Et les recommandations de cession de parts faites par les conseillers de La Banque Postale constituaient des conseils inappropriés au regard de la situation des clients.
La procédure de sanction de l’AMF
L’AMF est composée d’un Collège et d’une Commission des sanctions. Le Collège dispose de pouvoirs de contrôles et d’enquêtes. En cas de manquement à la réglementation financière, de nature à porter atteinte à la protection des investisseurs ou au bon fonctionnement des marchés, le Collège peut transmettre les griefs à la Commission des sanctions. Parallèlement, il les notifie à la personne mise en cause. La Commission des sanctions, composée de 12 membres, statue sur les griefs qui lui sont transmis par le Collège de l’AMF. Elle peut prononcer des sanctions à l’égard des personnes, morales ou physiques, dont les pratiques ont été contraires aux lois et règlements régissant la proposition d’instruments financiers au public et le fonctionnement des marchés financiers, et de nature à porter atteinte à la protection des investisseurs ou au bon fonctionnement du marché.
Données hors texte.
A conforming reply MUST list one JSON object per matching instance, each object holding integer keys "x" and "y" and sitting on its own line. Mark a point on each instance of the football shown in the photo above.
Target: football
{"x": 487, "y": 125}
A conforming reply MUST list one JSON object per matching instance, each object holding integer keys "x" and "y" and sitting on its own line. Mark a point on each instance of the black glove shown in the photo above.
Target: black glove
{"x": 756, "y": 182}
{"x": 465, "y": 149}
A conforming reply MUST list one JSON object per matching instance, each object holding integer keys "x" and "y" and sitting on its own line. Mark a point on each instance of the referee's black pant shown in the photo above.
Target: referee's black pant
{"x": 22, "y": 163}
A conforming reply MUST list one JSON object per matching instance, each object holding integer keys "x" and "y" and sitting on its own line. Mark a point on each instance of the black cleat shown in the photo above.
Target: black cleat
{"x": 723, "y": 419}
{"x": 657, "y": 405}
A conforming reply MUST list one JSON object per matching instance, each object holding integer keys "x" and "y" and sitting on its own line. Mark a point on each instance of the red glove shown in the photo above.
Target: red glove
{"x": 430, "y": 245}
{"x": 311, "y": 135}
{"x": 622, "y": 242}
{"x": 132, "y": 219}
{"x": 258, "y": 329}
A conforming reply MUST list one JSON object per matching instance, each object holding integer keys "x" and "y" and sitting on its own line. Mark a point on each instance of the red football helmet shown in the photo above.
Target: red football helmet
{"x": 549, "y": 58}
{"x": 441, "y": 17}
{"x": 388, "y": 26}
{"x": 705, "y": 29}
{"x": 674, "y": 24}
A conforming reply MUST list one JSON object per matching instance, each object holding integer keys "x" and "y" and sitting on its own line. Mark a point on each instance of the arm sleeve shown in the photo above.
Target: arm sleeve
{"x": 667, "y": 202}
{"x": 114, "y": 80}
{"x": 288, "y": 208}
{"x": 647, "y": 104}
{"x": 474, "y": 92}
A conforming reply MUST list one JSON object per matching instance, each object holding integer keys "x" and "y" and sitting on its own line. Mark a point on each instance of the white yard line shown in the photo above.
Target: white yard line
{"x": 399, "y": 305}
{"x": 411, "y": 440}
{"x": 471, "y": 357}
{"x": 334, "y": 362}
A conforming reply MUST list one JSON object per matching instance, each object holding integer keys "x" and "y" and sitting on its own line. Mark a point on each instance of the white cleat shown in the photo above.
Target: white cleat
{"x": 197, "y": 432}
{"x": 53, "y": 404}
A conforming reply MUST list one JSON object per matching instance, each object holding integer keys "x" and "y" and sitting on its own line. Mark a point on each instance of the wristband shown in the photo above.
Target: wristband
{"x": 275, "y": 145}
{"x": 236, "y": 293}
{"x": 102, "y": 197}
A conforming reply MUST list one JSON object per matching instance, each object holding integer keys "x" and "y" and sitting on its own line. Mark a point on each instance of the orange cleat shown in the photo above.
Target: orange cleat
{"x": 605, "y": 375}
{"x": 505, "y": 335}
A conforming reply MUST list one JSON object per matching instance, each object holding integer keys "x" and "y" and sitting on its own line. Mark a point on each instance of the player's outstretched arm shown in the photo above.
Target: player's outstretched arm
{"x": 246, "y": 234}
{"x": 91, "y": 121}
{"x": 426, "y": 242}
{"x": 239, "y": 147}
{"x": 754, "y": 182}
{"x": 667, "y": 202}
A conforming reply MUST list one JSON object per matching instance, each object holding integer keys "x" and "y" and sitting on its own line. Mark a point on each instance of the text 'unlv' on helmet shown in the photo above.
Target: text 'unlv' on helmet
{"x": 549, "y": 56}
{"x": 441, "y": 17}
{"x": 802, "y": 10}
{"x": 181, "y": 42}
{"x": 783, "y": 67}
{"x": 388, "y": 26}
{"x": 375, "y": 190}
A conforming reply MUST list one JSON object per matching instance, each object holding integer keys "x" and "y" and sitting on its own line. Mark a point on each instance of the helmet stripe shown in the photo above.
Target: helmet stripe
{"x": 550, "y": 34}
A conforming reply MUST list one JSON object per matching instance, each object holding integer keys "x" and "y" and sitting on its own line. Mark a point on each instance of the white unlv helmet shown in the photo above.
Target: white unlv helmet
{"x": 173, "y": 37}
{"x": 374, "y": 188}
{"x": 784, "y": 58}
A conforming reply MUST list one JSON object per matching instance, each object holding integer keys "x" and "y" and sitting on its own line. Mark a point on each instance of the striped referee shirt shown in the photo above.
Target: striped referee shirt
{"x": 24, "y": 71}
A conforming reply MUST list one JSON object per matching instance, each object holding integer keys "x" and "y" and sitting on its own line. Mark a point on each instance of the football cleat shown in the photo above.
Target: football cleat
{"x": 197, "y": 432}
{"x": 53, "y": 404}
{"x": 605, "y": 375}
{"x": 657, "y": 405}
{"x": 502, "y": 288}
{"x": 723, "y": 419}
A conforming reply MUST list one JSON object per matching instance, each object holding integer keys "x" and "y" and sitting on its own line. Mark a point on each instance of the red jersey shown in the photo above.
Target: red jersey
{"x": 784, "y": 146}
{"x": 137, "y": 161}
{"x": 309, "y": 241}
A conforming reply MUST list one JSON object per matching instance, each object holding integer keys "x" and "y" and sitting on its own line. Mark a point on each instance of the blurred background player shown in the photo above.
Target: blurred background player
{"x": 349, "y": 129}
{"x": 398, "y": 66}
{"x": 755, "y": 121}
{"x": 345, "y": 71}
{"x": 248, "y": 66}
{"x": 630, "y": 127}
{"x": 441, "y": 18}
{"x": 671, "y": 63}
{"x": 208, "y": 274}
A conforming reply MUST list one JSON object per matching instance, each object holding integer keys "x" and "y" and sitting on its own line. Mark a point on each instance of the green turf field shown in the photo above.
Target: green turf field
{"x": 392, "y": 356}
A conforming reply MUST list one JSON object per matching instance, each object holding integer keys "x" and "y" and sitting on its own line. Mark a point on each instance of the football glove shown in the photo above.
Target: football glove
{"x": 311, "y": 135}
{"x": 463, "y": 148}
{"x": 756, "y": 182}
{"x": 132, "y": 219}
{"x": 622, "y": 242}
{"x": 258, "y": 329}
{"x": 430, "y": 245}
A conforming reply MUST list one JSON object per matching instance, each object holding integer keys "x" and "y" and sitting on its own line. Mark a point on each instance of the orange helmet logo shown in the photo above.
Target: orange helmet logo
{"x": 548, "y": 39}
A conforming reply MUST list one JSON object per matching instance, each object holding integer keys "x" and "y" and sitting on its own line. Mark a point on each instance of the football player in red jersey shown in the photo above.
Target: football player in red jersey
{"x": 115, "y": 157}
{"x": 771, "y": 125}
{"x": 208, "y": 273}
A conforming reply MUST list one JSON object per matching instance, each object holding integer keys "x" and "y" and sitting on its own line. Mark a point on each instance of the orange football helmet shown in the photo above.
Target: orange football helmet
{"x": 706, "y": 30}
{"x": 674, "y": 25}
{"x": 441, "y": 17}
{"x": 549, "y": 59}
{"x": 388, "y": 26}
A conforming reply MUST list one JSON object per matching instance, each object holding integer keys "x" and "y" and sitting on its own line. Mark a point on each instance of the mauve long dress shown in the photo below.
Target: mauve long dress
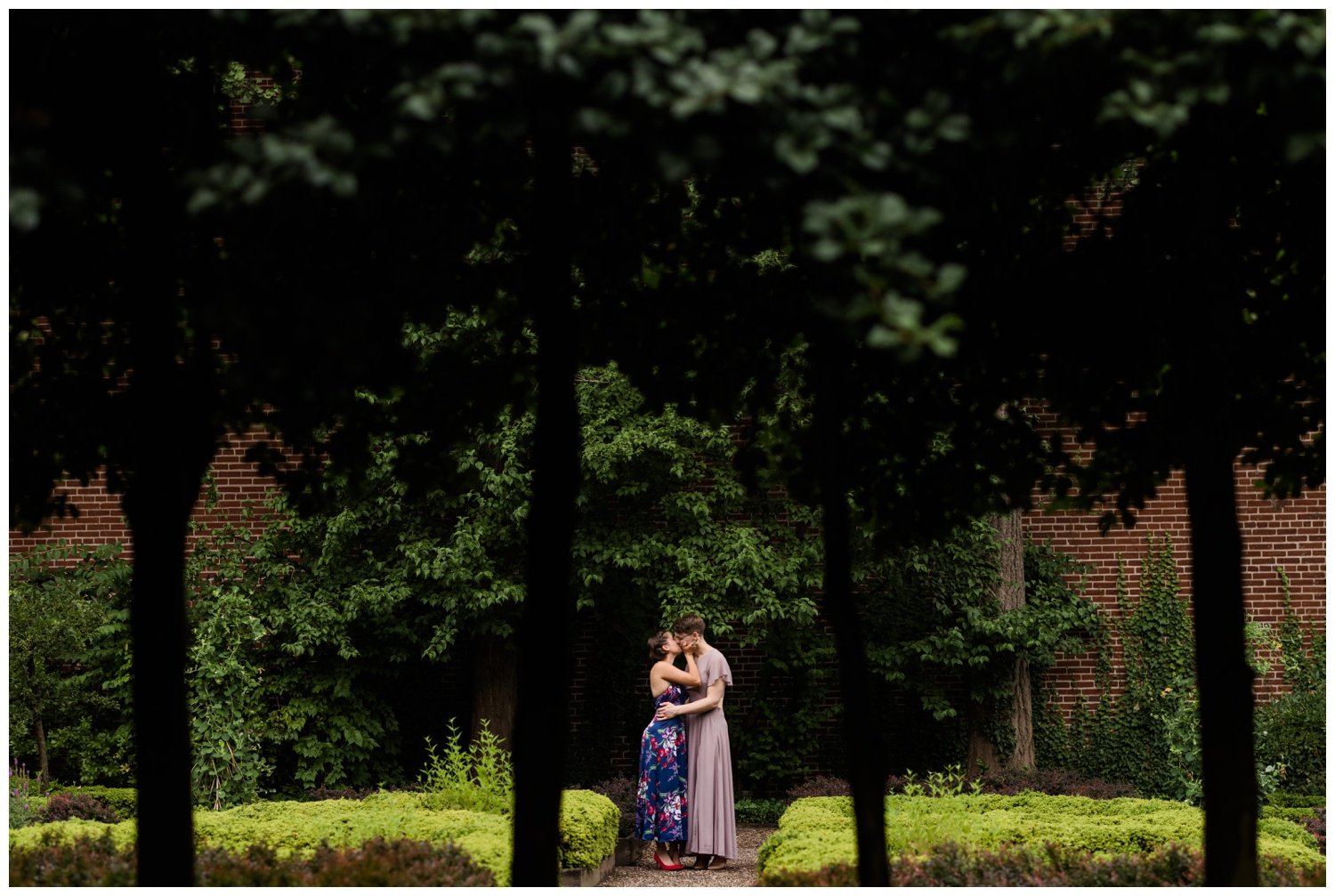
{"x": 709, "y": 778}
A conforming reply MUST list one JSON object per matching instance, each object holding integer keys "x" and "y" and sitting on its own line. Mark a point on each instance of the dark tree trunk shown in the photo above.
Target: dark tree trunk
{"x": 1011, "y": 597}
{"x": 158, "y": 505}
{"x": 865, "y": 763}
{"x": 43, "y": 760}
{"x": 1223, "y": 677}
{"x": 541, "y": 725}
{"x": 493, "y": 687}
{"x": 982, "y": 752}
La procédure de sanction est contradictoire. L’audience auprès de la Commission des sanctions donne lieu à un débat entre la ou les personnes mises en cause et les autres participants à l’audience.
Une sanction d’1,5 million d’euros
Malgré le fait qu’aucun des clients ayant procédé au rachat anticipé des parts des fonds Progressio et Progressio 2006 n’ait effectué de réclamation, La Banque Postale est sanctionnée par l’AMF pour des « manquements d’une particulière gravité », qui témoignent d’une incapacité de l’établissement bancaire à assurer le respect de l’intérêt de ses clients.
Le Collège de l’AMF, instance en charge des poursuites, avait requis un million d’euros d’amende contre La Banque Postale. La Commission des sanctions a prononcé une peine plus lourde, de 1,5 million d’euros.
Aggravation des sanctions de l’AMF par les juridictions d’appel
Les décisions de la commission des sanctions de l’AMF peuvent faire l’objet de recours, soit par les parties sanctionnées, soit par le président de l’AMF, à titre principal ou à titre incident lorsqu’une autre partie a engagé un recours. Les recours relèvent de la compétence du Conseil d’Etat lorsque la décision concerne un professionnel soumis au contrôle de l’AMF. Dans les autres cas, c’est la Cour d’appel qui est compétente.
Depuis quelques années, les juges d’appel ont été, dans certaines affaires, plus sévères que la commission des sanctions de l’AMF, en aggravant les sanctions prononcées. Ainsi le Conseil d’Etat, le 6 avril 2016, a porté de 400 000 à 600 000 euros la sanction pécuniaire prononcée dans une affaire d’information privilégiée. Il a retenu la « particulière gravité, en méconnaissance d’une obligation essentielle pour l’intégrité et la sécurité des marchés financiers ».